Si la démonstration vaut pour la France, pays officiellement laïque, que dire alors de la Belgique où la réalité est encore toute différente ? La Belgique présente un caractère partiellement « concordataire » puisque l’Église occupe dans son décorum national une place particulière (voir les ordres de préséance dans les formalités officielles). Mais elle se caractérise surtout par une structure sociologique particulière avec un très fort enracinement des « piliers » dans la vie sociale et publique : pour la seule Belgique francophone, des secteurs aussi essentiels que l’enseignement, les institutions de soin, les mutuelles, le syndicalisme, sont pour au moins 50% dominés par des structures ouvertement revendiquées « chrétiennes ». Ici aussi, la revendication laïciste de « neutralité » est à tout le moins suspecte. Ainsi l’offensive sur le foulard dans les écoles du réseau public se doublera-t-elle d’une remise en question des symboles religieux dans les écoles catholiques ? Poser la question, c’est y répondre : le pacte scolaire ne le permet certes pas, mais bien peu de laïques remettent ouvertement celui-ci en cause. Est-ce par facilité qu’on s’attaque au voile des adolescentes plutôt qu’au pacte scolaire ou est-ce là une indication pour comprendre que c’est l’islam, et lui seul, qui est visé par certains militants « laïcistes » ?

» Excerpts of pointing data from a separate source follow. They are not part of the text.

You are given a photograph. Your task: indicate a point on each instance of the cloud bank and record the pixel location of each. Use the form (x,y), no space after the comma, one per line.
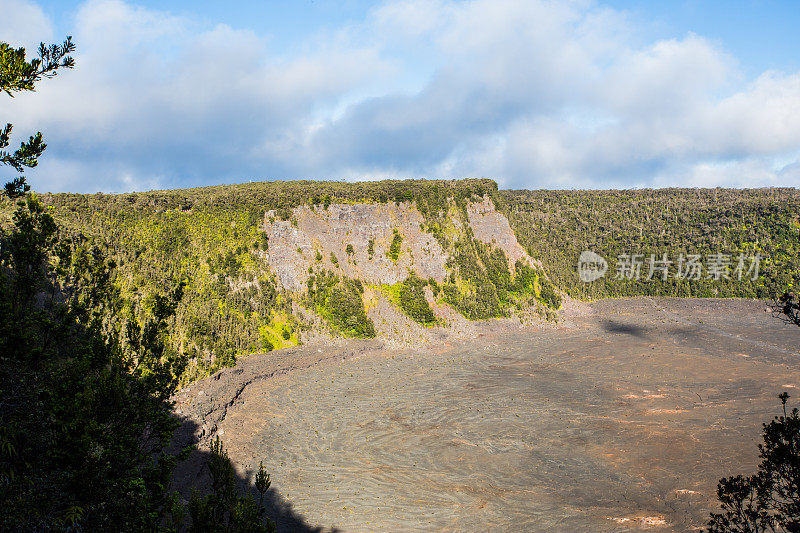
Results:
(533,94)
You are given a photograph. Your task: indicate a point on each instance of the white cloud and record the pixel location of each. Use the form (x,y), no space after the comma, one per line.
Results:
(530,93)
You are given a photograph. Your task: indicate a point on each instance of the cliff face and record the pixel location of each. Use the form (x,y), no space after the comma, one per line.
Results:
(465,257)
(315,237)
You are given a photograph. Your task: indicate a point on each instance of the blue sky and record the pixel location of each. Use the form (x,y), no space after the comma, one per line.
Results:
(533,94)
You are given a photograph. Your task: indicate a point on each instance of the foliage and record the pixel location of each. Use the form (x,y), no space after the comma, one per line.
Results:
(17,74)
(768,500)
(223,510)
(339,301)
(556,226)
(394,248)
(86,374)
(413,301)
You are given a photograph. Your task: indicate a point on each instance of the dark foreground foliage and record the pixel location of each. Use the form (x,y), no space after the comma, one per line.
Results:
(86,375)
(768,500)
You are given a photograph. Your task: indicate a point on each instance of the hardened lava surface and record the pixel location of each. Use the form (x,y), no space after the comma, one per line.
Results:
(620,419)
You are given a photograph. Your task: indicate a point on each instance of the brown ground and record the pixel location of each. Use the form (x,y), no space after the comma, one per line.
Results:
(621,419)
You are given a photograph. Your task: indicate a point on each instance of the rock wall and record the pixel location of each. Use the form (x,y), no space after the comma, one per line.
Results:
(293,244)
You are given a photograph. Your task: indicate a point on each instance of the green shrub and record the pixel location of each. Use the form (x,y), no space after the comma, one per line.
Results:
(394,248)
(413,302)
(339,302)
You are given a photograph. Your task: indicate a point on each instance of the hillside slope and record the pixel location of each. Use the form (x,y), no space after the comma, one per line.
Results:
(271,265)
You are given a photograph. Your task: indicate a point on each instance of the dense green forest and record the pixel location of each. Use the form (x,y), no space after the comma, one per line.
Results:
(87,374)
(556,226)
(209,239)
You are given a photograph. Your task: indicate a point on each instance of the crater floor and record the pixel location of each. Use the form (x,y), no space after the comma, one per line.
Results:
(623,418)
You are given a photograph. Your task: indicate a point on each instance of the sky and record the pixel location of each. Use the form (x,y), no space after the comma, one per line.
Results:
(533,94)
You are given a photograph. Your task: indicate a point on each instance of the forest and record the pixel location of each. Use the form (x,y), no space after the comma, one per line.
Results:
(556,226)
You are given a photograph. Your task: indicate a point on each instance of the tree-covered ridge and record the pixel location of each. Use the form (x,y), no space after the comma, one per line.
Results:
(211,240)
(556,226)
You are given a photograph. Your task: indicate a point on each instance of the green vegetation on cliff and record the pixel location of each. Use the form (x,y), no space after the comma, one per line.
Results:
(556,226)
(339,302)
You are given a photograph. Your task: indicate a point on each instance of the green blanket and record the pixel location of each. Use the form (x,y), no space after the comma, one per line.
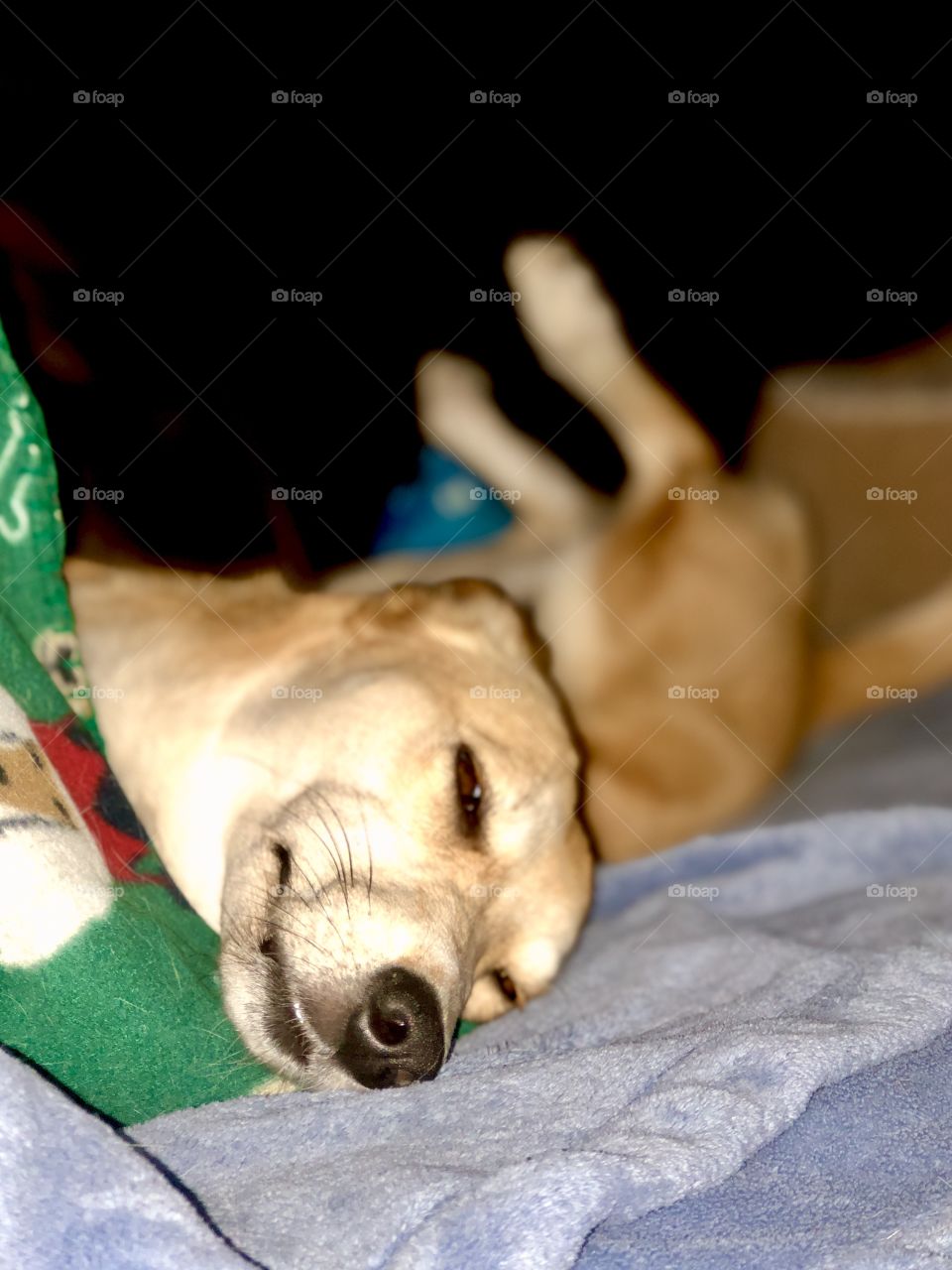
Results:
(108,980)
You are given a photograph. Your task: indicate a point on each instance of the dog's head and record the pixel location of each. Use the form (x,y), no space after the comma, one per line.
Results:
(420,856)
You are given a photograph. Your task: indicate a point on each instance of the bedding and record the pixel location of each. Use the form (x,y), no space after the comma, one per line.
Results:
(746,1062)
(107,978)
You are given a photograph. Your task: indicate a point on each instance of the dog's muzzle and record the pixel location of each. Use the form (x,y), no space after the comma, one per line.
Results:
(397,1034)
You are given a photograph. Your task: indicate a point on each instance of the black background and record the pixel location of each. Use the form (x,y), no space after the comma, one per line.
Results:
(395,197)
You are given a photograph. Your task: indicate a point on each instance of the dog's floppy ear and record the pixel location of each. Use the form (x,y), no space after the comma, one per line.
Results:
(466,611)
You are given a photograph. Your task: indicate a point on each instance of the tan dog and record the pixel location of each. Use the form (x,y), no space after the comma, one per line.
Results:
(676,613)
(375,797)
(381,848)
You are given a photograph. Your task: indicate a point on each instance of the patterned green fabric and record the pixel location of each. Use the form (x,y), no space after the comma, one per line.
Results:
(108,980)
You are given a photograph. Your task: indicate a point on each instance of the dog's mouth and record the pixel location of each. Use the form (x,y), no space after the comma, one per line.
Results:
(389,1034)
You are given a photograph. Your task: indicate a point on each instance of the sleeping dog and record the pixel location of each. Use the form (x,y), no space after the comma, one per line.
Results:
(382,847)
(384,842)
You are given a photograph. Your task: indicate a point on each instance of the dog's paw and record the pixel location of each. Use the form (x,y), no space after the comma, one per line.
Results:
(570,320)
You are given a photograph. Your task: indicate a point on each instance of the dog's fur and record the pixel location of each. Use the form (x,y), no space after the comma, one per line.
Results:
(295,758)
(321,829)
(675,612)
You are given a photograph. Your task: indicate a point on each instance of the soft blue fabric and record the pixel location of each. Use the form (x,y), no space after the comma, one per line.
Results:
(444,503)
(748,1064)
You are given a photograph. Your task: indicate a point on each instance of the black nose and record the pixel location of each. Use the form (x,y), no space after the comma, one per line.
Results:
(397,1037)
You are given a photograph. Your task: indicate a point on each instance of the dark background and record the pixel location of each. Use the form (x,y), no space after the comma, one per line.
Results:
(395,197)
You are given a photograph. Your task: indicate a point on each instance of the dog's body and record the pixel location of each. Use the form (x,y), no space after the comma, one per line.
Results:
(327,832)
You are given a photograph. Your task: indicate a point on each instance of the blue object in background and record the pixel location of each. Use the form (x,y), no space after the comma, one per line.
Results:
(444,503)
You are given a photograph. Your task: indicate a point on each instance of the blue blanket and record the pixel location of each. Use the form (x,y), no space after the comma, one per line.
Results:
(748,1062)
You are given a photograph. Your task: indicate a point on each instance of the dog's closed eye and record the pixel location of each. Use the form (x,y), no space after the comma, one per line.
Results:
(468,789)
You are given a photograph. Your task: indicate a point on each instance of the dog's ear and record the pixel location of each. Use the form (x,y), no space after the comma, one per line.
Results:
(467,612)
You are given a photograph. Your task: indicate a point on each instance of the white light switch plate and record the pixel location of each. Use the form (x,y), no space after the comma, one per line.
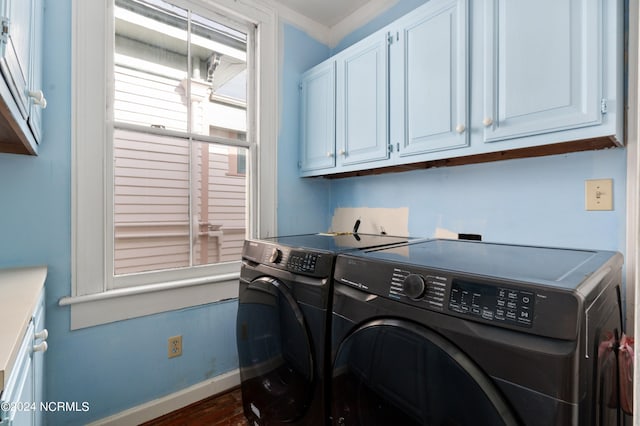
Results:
(598,194)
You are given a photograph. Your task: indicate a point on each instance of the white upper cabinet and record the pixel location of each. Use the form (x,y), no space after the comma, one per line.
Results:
(543,67)
(456,82)
(361,103)
(21,95)
(318,119)
(430,79)
(16,50)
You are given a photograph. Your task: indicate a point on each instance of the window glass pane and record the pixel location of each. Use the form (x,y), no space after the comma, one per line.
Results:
(151,64)
(177,202)
(151,202)
(219,79)
(220,194)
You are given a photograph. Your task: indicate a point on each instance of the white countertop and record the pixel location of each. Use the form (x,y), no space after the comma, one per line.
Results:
(19,292)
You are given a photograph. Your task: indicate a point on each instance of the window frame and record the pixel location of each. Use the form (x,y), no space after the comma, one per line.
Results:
(93,299)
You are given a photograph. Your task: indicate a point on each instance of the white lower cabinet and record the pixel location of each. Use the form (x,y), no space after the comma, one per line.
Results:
(20,401)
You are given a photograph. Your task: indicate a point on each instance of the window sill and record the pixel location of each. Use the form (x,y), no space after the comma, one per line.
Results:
(127,303)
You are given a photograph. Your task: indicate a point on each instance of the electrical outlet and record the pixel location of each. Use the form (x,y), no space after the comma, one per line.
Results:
(598,194)
(175,346)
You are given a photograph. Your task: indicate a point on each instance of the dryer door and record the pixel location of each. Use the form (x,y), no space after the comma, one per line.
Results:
(274,348)
(397,372)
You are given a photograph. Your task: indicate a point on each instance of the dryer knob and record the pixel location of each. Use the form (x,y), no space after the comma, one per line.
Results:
(413,286)
(276,255)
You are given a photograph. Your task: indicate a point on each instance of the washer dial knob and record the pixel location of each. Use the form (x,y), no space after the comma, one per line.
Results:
(275,256)
(413,286)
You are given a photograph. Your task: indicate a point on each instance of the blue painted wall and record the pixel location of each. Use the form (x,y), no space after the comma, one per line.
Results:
(530,201)
(525,201)
(302,203)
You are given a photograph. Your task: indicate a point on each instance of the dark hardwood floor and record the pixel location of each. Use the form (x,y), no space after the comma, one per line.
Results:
(219,410)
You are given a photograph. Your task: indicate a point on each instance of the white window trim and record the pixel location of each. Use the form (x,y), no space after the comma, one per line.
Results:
(91,303)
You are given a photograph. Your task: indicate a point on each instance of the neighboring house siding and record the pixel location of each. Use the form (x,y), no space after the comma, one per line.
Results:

Interrogé par la députée MR Viviane Teitelbaum (dans son livre Quand l’Europe se voile, 2010), le philosophe Guy Haarscher, membre du Rappel répond ceci : « Bien entendu, on ne peut stigmatiser une religion. Donc, même si le port des autres signes, comme la kippa ou la croix, ne pose pas de problèmes car il ne s’accompagne pas de pressions de prosélytisme, on les englobe dans une loi. Sinon ce serait totalement inaudible. » On laissera à Guy Haarscher la responsabilité de son affirmation selon laquelle le port de la kippa ou de la croix « ne pose pas de problèmes ». Mais comment dire plus explicitement que l’interdiction des signes religieux, dans ce cas-ci, vise bien, une religion en particulier et non la religion en général ?

Certes, un certain nombre de laïcistes diront qu’ils veulent remettre en cause aussi le pacte scolaire, pour englober toute l’éducation dans un réseau d’enseignement public. Certains évoquent également, au sein même des écoles publiques, la nécessité de supprimer les cours de religions et de morale laïque (au profit de cours de philosophie et d’histoire des religions — matières notoirement absentes en Belgique) comme préalable logique à toute autre doléance laïque. Mais de telles revendications sont extrêmement minoritaires et semblent silencieuses à côté de celles, si faciles à agiter et à atteindre, qui stigmatisent une communauté spécifique pour des raisons qui s’effritent aussitôt qu’elles sont prononcées. Or ce sont bien, pour l’instant du moins, ces propositions-là qui sont mises à l’agenda des forces politiques et non celles, épineuses et électoralement risquées, qui obligeraient à cerner les véritables problèmes et enjeux, et à reprendre le débat avec, enfin, des questions bien posées. Final, le communautarisme n’est peut-être pas dans le camp qu’on croit.

Bibliographie

  • Geerts N. (dir) (2010), La laïcité à l’épreuve du XXIe siècle, éd. Luc Pire.
  • Jacquemain M. et Rosa-Rosso N. (dir) (2008), Du bon usage de la laïcité, Aden.
  • Laborde C. (2008), Critical Republicanism. The hijab controversy and political philosophy, Oxford University Press.
  • Teitelbaum V. (2010), Quand l’Europe se voile, éd. Le Bord de l’Eau.